Seafloor mapping by RV Investigator has uncovered Indigenous landscapes and cultural heritage sites during collaborative projects with Traditional Owners and marine park managers.

In 2019, Parks Australia engaged with local Indigenous ranger groups during planning for a seafloor survey in an Australian marine park. As part of this process, and following the mapping work, Traditional Owners were consulted. This engagement is recognised as an important part of science on sea country, helping lead to collaborative research and knowledge sharing, as well as positive management outcomes.

At the end of the voyage, Traditional Owners visited RV Investigator in Darwin to view imagery and vision from the mapping and camera surveys of their sea country.

The seafloor mapping of the area showed cultural heritage sites and landscapes recorded in the stories of the Traditional Owners. These areas had been submerged by rising sea levels thousands of years ago. This mapping illustrated the unbroken relationship between the Traditional Owners and both land and sea country.

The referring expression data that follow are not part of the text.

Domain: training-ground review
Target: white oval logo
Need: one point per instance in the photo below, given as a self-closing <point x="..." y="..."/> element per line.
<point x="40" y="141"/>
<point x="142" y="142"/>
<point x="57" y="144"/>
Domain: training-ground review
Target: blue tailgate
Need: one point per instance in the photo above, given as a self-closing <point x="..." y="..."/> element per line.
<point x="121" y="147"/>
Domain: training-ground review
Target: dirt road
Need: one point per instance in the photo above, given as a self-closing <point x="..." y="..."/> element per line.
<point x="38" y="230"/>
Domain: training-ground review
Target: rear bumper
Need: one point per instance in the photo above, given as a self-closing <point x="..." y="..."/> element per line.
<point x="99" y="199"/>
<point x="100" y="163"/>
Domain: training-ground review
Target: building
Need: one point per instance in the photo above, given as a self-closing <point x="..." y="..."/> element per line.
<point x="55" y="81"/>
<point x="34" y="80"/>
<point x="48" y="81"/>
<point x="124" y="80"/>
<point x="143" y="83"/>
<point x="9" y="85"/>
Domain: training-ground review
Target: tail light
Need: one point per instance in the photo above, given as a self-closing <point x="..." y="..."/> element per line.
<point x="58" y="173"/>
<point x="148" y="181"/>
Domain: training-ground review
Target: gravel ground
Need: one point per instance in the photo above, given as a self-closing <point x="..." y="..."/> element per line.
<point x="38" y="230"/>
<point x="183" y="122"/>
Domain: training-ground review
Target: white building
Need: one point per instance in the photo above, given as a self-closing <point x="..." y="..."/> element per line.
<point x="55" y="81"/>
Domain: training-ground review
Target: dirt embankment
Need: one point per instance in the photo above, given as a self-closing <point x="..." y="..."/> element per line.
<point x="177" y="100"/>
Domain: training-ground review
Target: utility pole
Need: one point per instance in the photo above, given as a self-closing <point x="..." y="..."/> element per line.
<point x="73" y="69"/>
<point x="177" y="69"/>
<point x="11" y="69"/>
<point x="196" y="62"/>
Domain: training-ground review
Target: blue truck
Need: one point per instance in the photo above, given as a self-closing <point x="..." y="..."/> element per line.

A future of more discoveries from our past

Identifying, protecting and preserving cultural heritage from both our recent and distant past is an important priority for all Australians. RV Investigator delivers a powerful tool for deep-water archaeology and cultural heritage surveys.

With only a fraction of Australia’s vast marine estate mapped to a modern standard, we still have much more to discover.


RV Investigator is part of the Marine National Facility, a national ocean research capability funded by the Australian Government and operated by CSIRO on behalf of the nation.